Word processing for Natural Language Processing in Julia!

Source Node: 1172051

This article was published as a part of the Data Science Blogathon

Overview

Julia is a programming language that is famous not only because of its friendly environment but also due to its in-built packages, which make NLP very easy. You all might remember the long python codes we use for data cleaning, string comparisons, data extraction, embeddings, etc. This language provides you with in-built packages that you use in seconds for these purposes. Wanna see how? Let’s rush!

Table of Contents

  1. Introduction

  2. Word Tokenizers package

  3. String Distance package

  4. Embeddings Package

  5. Transformers package

  6. Conclusion

Introduction

In Natural Language Processing(NLP) we generally deal with text/word processing. It includes everything like tokenization, segmentation, classification, parsing, tagging, and also semantic reasoning. Text is the most crucial element in NLP, and it takes most of the time as the code of text processing is very large. To perform all the word processing operations we need a lot of time, space, and consciousness. Julia provides the solution to those long 2-3 pages of codes that take hours to write by using its in-built packages. Here, we will learn about such in-built packages with the help of their implementable codes.

NLP

Word Tokenizers package in Julia

One of the very basic word processing packages is the WordTokenizers.jl package. This package performs various tasks like extract tokens from sentences, extract sentences from paragraphs, and extract sentences and tokens simultaneously from paragraphs. Here we see all three variations one by one with the help of examples.
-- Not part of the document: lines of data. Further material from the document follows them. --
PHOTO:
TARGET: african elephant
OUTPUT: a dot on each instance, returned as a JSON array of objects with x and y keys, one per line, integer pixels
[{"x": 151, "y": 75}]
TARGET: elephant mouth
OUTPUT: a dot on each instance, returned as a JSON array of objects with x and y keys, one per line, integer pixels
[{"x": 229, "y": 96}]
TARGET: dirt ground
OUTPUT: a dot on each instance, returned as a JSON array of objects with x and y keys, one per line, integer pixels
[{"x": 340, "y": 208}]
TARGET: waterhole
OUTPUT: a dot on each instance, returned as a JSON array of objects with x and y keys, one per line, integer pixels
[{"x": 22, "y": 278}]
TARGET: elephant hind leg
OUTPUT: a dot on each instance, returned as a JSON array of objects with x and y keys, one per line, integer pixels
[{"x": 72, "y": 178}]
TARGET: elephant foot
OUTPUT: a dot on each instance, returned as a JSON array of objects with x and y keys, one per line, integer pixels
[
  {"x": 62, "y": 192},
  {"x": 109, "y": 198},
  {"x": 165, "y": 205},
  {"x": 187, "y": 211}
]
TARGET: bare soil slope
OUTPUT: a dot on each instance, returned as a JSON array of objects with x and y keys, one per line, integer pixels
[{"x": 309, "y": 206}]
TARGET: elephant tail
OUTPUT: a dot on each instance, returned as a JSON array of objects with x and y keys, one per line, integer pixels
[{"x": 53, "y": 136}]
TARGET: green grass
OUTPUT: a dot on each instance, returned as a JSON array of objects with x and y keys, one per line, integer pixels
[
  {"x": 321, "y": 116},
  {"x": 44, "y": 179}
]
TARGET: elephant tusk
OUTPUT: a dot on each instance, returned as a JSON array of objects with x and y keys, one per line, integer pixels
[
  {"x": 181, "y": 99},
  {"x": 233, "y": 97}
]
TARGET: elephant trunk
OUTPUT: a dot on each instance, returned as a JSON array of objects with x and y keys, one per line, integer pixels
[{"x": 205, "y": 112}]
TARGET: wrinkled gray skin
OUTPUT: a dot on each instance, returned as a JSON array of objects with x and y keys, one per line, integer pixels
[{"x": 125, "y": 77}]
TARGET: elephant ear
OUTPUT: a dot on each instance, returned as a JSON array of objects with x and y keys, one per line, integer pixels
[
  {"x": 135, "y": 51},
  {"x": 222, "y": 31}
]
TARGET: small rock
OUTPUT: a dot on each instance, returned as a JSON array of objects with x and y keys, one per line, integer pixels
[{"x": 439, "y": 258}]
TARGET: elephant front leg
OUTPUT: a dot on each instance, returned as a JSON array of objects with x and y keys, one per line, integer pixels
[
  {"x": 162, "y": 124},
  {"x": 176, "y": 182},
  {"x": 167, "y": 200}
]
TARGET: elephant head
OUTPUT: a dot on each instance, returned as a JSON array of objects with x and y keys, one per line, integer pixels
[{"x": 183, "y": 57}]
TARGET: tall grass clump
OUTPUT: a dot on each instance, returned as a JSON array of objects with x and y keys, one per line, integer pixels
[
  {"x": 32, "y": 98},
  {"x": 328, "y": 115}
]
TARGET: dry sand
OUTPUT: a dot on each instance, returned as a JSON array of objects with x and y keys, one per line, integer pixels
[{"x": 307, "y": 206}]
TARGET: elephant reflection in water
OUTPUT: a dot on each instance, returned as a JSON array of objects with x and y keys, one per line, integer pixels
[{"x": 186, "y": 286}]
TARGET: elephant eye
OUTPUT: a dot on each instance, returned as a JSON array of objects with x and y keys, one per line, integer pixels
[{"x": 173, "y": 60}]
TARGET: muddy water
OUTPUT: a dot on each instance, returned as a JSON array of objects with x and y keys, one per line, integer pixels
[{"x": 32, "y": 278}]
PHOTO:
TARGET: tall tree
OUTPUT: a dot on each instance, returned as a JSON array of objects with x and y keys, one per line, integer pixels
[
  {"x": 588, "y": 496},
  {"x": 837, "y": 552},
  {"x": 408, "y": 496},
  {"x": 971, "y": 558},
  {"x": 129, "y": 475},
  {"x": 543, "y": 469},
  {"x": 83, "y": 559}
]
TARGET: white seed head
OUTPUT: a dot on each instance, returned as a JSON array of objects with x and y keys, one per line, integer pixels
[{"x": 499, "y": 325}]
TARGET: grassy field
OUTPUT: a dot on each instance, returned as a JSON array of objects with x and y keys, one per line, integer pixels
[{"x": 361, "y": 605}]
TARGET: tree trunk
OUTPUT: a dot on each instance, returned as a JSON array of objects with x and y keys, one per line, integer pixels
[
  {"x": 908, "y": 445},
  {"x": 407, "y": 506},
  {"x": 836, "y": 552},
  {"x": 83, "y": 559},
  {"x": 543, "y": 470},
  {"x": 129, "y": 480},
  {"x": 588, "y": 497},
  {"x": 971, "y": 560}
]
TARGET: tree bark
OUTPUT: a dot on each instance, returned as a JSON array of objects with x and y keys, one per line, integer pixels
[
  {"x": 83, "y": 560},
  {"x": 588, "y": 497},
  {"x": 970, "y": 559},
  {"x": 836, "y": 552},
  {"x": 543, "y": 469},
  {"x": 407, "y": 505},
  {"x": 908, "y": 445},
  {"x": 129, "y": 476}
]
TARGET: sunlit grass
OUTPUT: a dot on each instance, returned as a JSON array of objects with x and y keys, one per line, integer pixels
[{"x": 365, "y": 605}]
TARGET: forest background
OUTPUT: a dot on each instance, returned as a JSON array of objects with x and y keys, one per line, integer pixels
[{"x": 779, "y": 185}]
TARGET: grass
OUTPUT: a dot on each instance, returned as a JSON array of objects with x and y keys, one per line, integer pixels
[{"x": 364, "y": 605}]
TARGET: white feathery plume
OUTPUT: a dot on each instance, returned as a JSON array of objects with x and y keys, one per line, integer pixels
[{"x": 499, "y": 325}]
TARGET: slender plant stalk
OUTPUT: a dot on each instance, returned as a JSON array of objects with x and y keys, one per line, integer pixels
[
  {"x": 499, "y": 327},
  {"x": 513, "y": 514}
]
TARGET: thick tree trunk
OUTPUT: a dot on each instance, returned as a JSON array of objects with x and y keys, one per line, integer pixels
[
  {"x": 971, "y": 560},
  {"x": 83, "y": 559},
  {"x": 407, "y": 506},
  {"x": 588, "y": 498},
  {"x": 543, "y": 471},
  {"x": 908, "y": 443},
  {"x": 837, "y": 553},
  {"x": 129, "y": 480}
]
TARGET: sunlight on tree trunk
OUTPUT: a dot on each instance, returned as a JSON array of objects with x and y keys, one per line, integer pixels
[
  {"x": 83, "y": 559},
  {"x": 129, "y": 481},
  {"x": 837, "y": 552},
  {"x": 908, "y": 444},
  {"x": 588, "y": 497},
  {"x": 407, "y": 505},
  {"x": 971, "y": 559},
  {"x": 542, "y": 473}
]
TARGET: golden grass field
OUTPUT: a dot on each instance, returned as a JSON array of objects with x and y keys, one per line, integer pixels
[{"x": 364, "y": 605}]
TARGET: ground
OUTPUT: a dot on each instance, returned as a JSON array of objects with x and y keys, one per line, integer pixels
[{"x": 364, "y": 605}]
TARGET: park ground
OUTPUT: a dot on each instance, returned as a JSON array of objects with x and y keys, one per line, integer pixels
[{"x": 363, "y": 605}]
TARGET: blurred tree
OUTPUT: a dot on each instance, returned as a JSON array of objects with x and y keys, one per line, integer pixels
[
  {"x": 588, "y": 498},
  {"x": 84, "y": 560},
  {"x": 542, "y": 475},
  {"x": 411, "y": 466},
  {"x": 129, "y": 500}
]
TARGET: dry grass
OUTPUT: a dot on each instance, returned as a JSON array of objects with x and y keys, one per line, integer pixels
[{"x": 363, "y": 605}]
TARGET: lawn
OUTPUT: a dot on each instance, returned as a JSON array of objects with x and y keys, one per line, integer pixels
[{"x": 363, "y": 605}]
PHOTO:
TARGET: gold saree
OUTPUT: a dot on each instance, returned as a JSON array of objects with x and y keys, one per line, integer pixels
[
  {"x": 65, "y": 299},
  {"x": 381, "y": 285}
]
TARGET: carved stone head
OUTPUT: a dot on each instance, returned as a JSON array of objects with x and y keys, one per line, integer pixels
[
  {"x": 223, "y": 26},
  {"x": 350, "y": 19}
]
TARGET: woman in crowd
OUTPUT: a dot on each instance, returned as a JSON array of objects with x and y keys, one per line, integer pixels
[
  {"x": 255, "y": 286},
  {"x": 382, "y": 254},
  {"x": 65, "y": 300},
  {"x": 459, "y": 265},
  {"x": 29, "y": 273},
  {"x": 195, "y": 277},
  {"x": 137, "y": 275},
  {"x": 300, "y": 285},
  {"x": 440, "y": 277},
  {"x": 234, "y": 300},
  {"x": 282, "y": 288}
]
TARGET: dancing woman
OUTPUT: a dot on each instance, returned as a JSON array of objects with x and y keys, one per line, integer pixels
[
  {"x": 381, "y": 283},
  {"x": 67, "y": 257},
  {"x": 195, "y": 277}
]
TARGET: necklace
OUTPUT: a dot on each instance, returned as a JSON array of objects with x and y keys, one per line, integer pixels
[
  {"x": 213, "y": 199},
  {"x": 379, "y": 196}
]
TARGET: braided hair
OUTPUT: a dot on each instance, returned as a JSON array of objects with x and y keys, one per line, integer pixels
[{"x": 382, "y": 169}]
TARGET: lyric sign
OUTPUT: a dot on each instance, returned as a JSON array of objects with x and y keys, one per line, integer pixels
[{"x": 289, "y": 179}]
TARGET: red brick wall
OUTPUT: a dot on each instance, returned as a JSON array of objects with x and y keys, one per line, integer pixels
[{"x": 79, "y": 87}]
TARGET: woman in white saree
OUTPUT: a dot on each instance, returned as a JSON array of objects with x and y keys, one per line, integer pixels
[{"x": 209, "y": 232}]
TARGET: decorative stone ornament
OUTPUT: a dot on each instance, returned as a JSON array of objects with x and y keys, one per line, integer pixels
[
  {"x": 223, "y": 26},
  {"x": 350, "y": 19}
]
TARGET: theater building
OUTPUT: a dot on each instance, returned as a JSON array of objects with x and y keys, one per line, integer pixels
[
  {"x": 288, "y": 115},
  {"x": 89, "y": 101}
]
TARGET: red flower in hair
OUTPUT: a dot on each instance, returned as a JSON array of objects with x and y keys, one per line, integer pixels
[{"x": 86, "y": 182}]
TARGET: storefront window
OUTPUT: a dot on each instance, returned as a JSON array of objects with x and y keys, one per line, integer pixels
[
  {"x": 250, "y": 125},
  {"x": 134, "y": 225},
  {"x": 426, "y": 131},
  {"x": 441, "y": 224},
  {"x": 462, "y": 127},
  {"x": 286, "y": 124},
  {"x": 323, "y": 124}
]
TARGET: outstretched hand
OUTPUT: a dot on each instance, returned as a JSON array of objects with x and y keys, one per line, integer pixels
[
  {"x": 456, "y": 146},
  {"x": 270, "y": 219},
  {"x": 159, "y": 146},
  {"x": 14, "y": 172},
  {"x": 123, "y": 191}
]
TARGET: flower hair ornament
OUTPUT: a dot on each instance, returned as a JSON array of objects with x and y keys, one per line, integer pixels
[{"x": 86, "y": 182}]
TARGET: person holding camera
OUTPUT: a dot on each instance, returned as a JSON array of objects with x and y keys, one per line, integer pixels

Official package link: https://github.com/JuliaText/WordTokenizers.jl

A). Installation

To install this package in Julia run the command

pkg> add WordTokenizers

B). Split sentence into tokens

WordTokenizers.jl package has a method called tokenize(text)

This method actually searches spaces in the sentence and separates all the words on that basis. Here you don’t have to separate tokens explicitly just call the tokenize method and pass the text.

julia> using WordTokenizers
julia> text = "I also have dream of creating my own tools like others have.";
julia> tokenize(text) |> print # Default tokenizer
SubString{String}["I", "also", "have", "dream", "of", "creating", "my", "own", "tools", "like", "others", "have","''"]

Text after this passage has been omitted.